Archive for the 'Databases' Category

Going for the one?

Friday, December 7th, 2007

The question is, would one database be superior to many? This is, as usual, more complicated that it at first seems.

From a practical point of view, the amount of data involved is no great shakes: for example, one might compare the amounts involved with, say, the transaction history of a large retail site. It would take three years or so to accumulate as much data as this company produces as the retail site produces in a day. At this level, almost any type of database is available, even those with supposed scalability issues such as MySQL.

So if size is not important, what is?

In the first instance, resilience may be a problem, especially in the case of a media organisation tied to publication deadlines. Imagine the whole thing crashing, with perhaps an estimated restoration time of 18 hours.

  • For online, such a delay may mean at least 18 hours of downtime, with associated loss of revenue from ad banners and click thrus as well as any online sales.
  • For print, workarounds could probably mean that copy was saved locally and added to the database at a later time; however, the exact timing of the crash would be important — the closer to deadline, the more damaging.

With a large single database, every catastrophic outage would hit all teams. In this case some fall back position would be a necessity, for example real-time mirroring of the database. Yet the amount of data means than there would be little noticeable affect on performance.

An alternative would be a single large database with local repositories. In this case in the event of a catastrophic failure, teams could carry on using data stored in the repositories, with the main database being updated when it comes back online.

Another alternative is to use many smaller linked databases with front end software carrying out necessary housekeeping to ensure co-ordination. With a multiple database option it may be harder maintain integrity: with many smaller databases comes the opportunity for users to add their own tables (possibly complicating the situation). A multiple database solution would ideally require more complex policing.

The main overhead in all these scenarios is that the amount of data involved, which is not great. This should be an encouragement to mirror any datbase, no matter how big it might be to ensure continuity of supply in the event of calamity: this might also mean mirroring the databases at a remote venue to ensure complete security.

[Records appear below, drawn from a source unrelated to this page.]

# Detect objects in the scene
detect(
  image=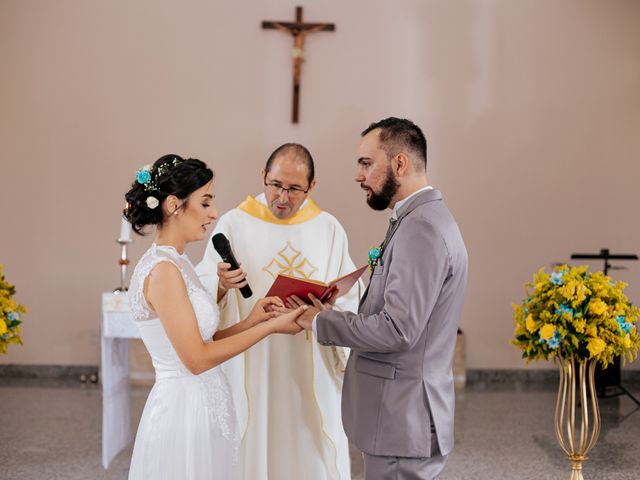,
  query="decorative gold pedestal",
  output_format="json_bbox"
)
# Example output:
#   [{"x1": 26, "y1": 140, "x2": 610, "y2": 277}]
[{"x1": 555, "y1": 357, "x2": 600, "y2": 480}]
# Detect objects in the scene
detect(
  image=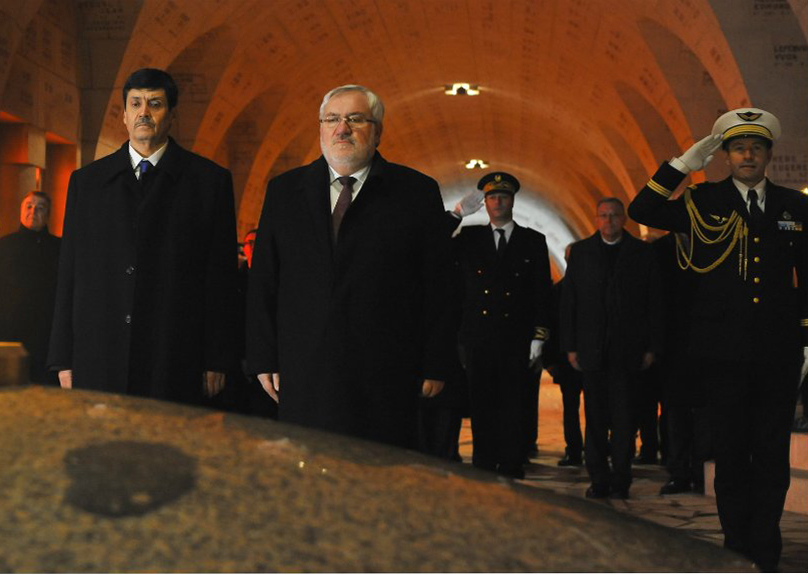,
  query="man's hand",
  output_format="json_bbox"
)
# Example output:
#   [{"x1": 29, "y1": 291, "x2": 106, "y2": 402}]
[
  {"x1": 567, "y1": 351, "x2": 581, "y2": 371},
  {"x1": 421, "y1": 379, "x2": 443, "y2": 397},
  {"x1": 59, "y1": 369, "x2": 73, "y2": 389},
  {"x1": 452, "y1": 190, "x2": 485, "y2": 219},
  {"x1": 202, "y1": 371, "x2": 224, "y2": 397},
  {"x1": 674, "y1": 134, "x2": 721, "y2": 173},
  {"x1": 528, "y1": 339, "x2": 544, "y2": 369},
  {"x1": 258, "y1": 373, "x2": 281, "y2": 403}
]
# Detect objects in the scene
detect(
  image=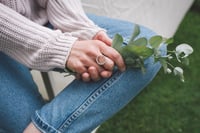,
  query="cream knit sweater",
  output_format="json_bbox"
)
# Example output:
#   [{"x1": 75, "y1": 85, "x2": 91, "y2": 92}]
[{"x1": 0, "y1": 0, "x2": 101, "y2": 71}]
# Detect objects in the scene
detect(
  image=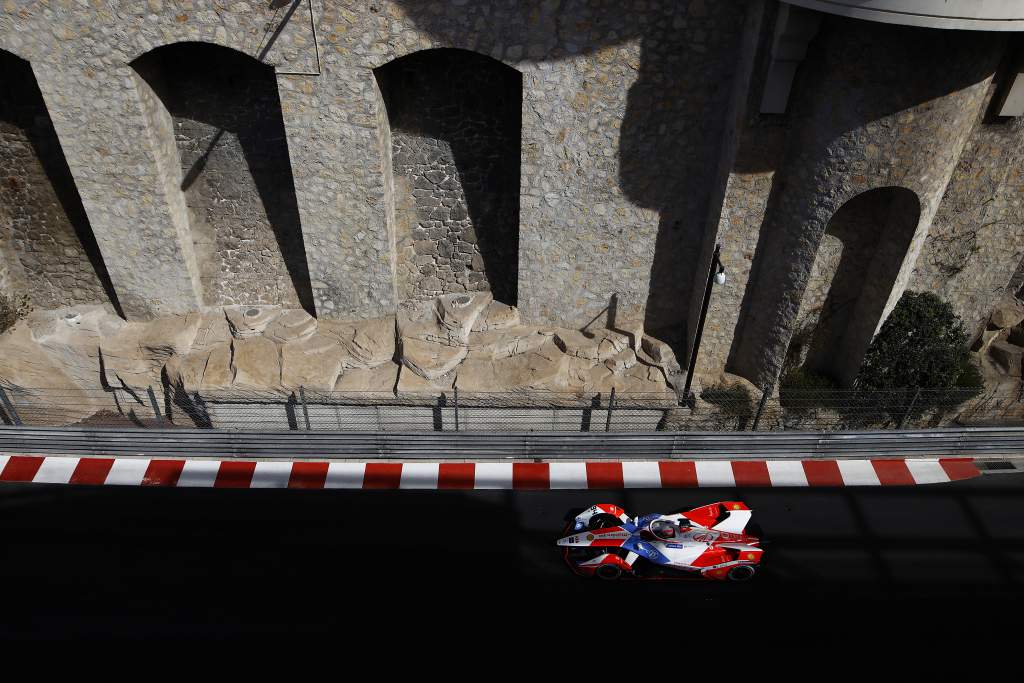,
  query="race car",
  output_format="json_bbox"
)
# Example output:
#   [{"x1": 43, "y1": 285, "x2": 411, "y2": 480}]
[{"x1": 558, "y1": 501, "x2": 763, "y2": 582}]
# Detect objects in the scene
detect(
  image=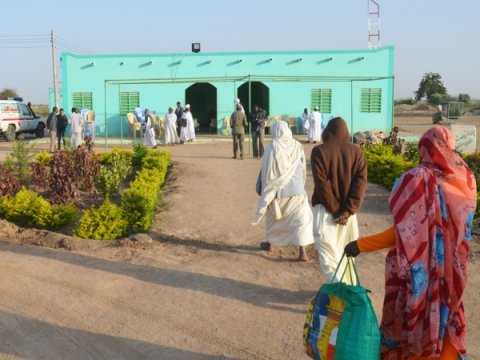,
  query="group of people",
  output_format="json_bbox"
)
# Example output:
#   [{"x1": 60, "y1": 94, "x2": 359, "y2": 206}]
[
  {"x1": 47, "y1": 106, "x2": 84, "y2": 153},
  {"x1": 253, "y1": 117, "x2": 477, "y2": 360},
  {"x1": 142, "y1": 101, "x2": 195, "y2": 148}
]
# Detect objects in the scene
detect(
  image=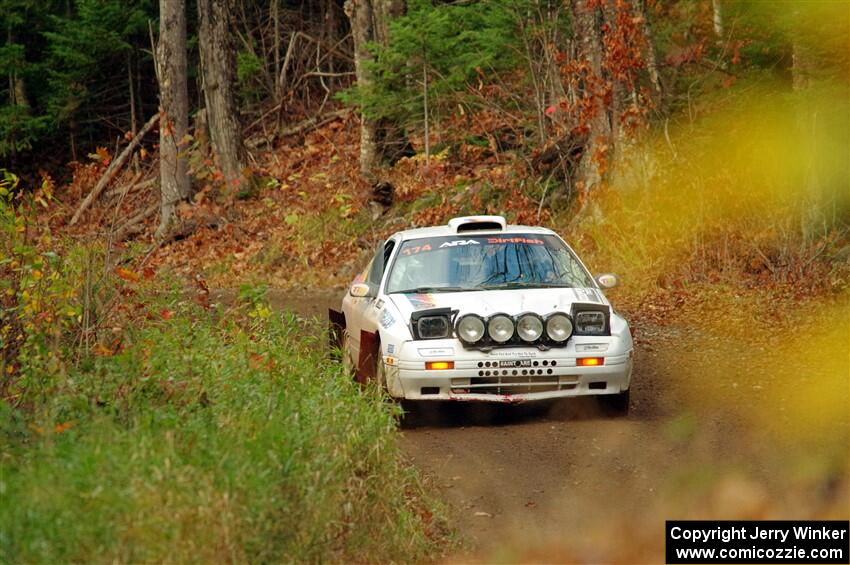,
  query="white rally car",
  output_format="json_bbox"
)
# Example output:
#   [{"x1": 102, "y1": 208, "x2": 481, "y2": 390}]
[{"x1": 331, "y1": 216, "x2": 632, "y2": 412}]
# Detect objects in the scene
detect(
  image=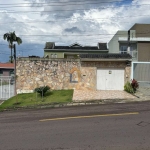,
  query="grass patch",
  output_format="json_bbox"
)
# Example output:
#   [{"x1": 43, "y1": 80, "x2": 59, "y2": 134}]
[{"x1": 0, "y1": 90, "x2": 73, "y2": 110}]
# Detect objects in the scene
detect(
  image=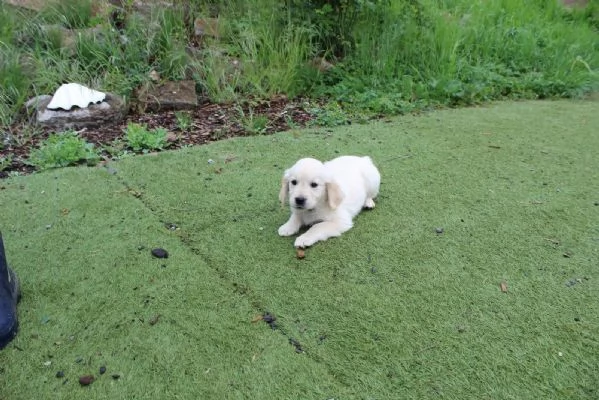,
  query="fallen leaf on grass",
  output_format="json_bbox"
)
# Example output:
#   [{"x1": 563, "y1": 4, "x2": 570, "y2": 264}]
[
  {"x1": 79, "y1": 375, "x2": 96, "y2": 386},
  {"x1": 252, "y1": 315, "x2": 264, "y2": 324}
]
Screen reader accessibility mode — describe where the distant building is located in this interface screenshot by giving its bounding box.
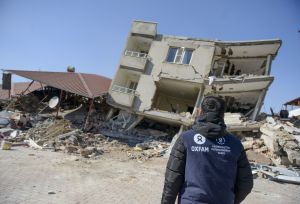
[108,21,281,127]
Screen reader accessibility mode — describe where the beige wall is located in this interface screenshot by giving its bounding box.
[149,37,215,83]
[155,93,196,113]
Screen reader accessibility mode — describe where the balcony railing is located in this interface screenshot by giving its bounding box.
[112,85,136,94]
[124,50,148,58]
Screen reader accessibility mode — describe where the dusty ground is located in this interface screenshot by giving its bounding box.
[0,147,300,204]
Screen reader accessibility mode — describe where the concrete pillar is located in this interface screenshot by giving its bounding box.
[105,108,115,120]
[126,115,144,131]
[265,55,272,75]
[251,88,267,120]
[192,84,205,118]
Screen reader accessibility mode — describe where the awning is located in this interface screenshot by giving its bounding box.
[5,70,111,98]
[0,82,42,100]
[283,97,300,106]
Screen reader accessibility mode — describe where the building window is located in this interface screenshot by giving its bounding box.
[129,81,137,90]
[167,47,193,64]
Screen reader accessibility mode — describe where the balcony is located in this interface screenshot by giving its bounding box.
[110,85,136,107]
[120,50,148,72]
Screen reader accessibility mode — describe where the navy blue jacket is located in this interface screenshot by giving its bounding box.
[161,129,253,204]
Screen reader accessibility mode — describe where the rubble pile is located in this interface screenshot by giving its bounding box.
[0,114,169,161]
[260,117,300,166]
[127,140,170,161]
[242,117,300,166]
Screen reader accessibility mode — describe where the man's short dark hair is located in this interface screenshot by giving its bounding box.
[201,96,225,117]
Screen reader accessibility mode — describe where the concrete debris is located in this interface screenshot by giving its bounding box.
[252,164,300,184]
[242,117,300,166]
[1,140,12,150]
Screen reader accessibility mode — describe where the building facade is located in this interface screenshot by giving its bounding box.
[108,21,281,128]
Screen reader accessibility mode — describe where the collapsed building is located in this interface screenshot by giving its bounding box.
[107,21,281,134]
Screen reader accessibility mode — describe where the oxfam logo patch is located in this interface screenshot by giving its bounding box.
[216,137,225,145]
[194,134,206,144]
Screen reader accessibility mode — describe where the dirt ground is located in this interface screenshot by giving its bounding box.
[0,147,300,204]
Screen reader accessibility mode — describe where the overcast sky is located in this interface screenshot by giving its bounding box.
[0,0,300,112]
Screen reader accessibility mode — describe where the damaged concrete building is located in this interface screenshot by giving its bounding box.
[107,21,281,132]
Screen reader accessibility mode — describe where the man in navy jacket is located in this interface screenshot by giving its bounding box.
[161,96,253,204]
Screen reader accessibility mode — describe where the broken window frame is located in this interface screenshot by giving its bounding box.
[165,47,194,65]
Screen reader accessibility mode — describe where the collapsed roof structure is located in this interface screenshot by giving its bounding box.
[5,70,111,99]
[0,82,43,100]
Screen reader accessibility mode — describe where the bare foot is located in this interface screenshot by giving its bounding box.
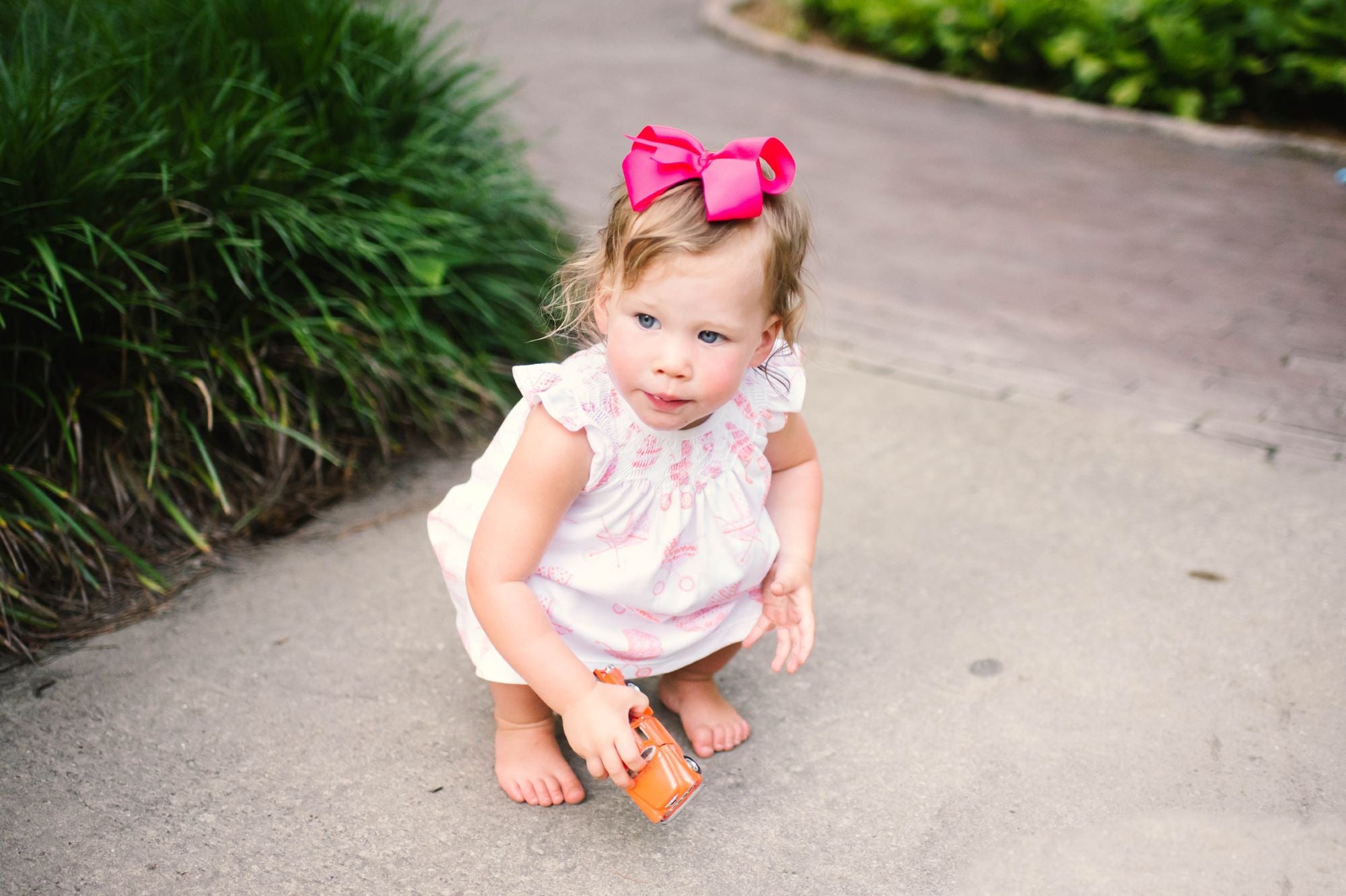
[660,673,752,756]
[495,718,584,806]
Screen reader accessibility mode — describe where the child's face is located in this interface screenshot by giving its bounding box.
[595,234,781,429]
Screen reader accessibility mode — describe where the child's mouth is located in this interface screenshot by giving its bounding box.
[642,390,689,410]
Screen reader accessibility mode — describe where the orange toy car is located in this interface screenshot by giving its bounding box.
[594,666,701,825]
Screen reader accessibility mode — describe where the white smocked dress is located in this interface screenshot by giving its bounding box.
[428,343,804,683]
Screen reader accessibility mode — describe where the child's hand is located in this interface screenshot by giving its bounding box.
[561,681,650,787]
[743,558,813,673]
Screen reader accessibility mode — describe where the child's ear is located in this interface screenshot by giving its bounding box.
[751,315,781,367]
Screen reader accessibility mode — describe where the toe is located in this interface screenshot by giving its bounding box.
[560,768,584,803]
[499,779,524,803]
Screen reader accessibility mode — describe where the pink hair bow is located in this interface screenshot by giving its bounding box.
[622,125,794,221]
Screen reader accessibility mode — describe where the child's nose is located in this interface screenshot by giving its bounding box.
[654,340,692,379]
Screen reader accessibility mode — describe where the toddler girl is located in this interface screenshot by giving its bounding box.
[429,126,822,806]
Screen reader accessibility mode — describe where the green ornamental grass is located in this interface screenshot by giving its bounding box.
[798,0,1346,128]
[0,0,565,652]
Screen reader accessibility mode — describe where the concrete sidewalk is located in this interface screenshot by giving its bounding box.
[0,1,1346,896]
[433,0,1346,460]
[0,357,1346,896]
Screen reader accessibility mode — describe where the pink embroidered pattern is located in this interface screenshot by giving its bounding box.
[533,566,575,585]
[588,510,650,566]
[631,436,664,470]
[594,628,664,662]
[715,492,762,566]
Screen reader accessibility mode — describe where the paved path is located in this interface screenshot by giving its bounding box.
[0,3,1346,896]
[437,0,1346,461]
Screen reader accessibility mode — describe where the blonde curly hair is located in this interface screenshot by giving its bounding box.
[542,180,812,346]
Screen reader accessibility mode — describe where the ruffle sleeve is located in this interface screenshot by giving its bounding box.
[513,365,614,491]
[752,339,805,432]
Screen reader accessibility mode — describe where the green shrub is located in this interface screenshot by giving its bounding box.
[801,0,1346,125]
[0,0,564,651]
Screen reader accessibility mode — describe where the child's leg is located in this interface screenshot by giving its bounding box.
[660,644,752,756]
[490,681,584,806]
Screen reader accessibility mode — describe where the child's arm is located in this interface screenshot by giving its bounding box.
[467,406,649,787]
[743,414,822,673]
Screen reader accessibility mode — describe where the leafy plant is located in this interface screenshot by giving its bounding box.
[0,0,564,651]
[801,0,1346,125]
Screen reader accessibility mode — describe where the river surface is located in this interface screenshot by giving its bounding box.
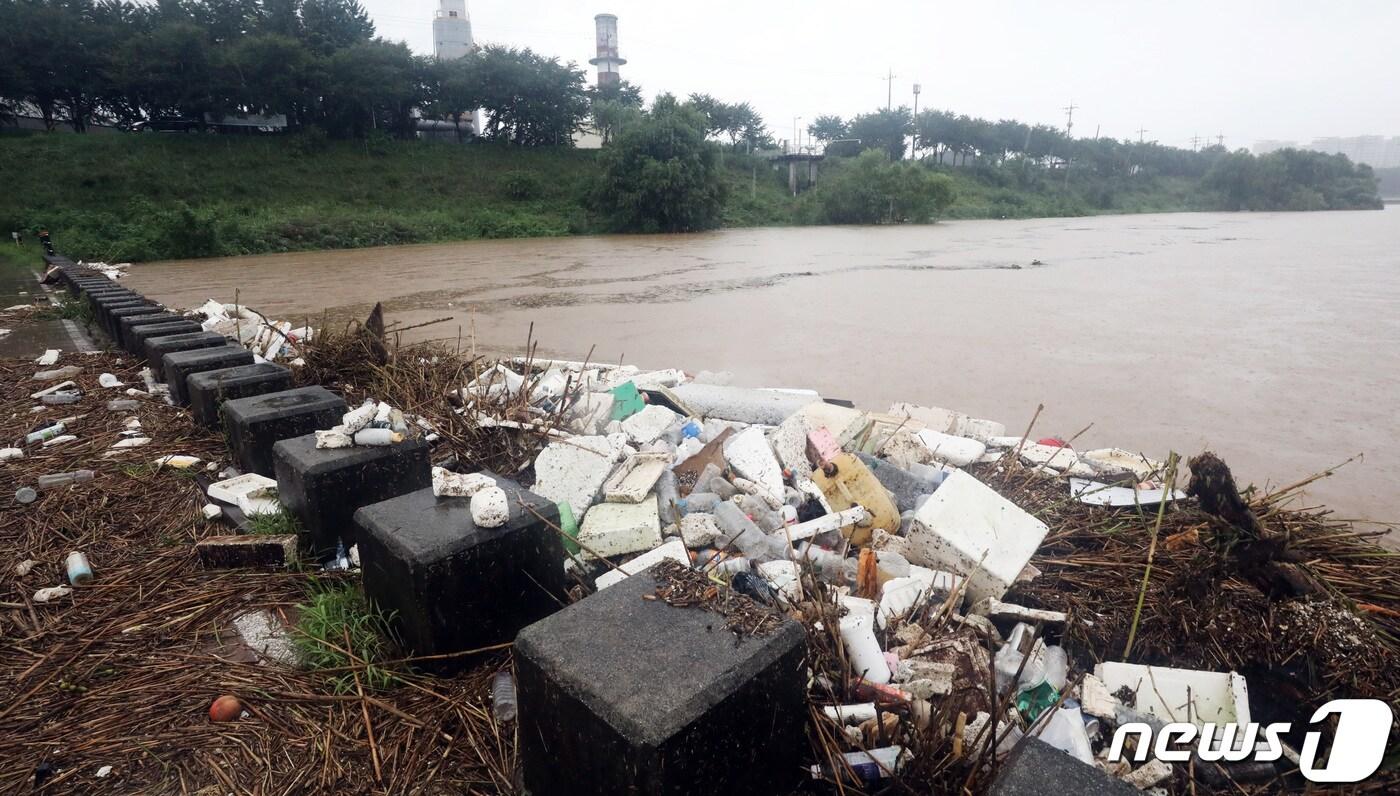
[130,207,1400,520]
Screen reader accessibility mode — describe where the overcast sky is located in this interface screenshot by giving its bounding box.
[361,0,1400,148]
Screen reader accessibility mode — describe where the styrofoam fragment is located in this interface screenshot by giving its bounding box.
[578,495,661,558]
[909,470,1050,602]
[433,467,496,498]
[315,429,354,450]
[206,473,277,505]
[595,539,690,590]
[724,427,783,502]
[603,453,671,504]
[622,404,680,445]
[472,485,511,527]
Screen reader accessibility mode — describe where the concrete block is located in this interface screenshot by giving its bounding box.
[535,436,622,519]
[354,473,567,667]
[603,453,671,504]
[988,737,1138,796]
[578,495,661,558]
[675,382,822,425]
[146,332,228,382]
[195,533,297,569]
[161,344,253,406]
[105,302,169,339]
[855,453,944,512]
[724,428,783,501]
[622,406,680,446]
[118,312,203,355]
[223,388,346,476]
[515,565,809,796]
[271,430,425,560]
[909,470,1049,603]
[594,539,690,589]
[185,362,300,428]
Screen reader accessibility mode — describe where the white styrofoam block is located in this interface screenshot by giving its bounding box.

All your databases are belong to us

Thursday, December 6th, 2007

My latest project is to analyse the content database strategy of a major multimedia publishing company.

Like many media companies around today, its business model has changed dramatically to take on board different methods of broadcasting its output. And like many media companies around today, that business model has grown organically in an almost haphazard way, finding short-term fixes to meet the challenge of the moment.

This is not a question of cutting corners; much expensive work has been undertaken. But the bottom line is that media companies seldom have the luxury of stepping back from the everyday grind to properly assess where they are right now, let alone how they should progress from here.

That’s where I come in. As someone involved in content supply and manipulation for the best part of 20 years, I am a fresh pair of eyes. Nevertheless, the headaches have started to kick in around 11.30am each day, as I try to unpick the problems.

Simply put, they have added to their portfolio of databases as the years have gone by: from the weekly publication of a magazine, to the daily output of a web site and now the regular production of books, and all with the aim of running a joined-up operation, both online and off.

They now have three separate content databases, each with its own shelflife and tell-by dates; each with its peculiar naming conventions, and each with its needs and opportunities.

Is it possible to get all three databases talking the same language? It should be. After all databases are simple structured collections of information, manipulated by mathematical rules and logical expressions. Actually, it turns out in this case that what most of the protagonists really mean when they talk about a database is actually a Content Management System. It’s a forgiveable slip; after all, a CMS is simply the front end of a database. The complication is having THREE Content Management Systems feeding into three vectors of transmission — to the web AND print.

Right now, my first task is simply to describe this on paper: call it a springboard to a place where I can begin to formulate possibilities. What follows over the next six weeks is anyone’s guess. At least I’ve got a good supply of headache pills.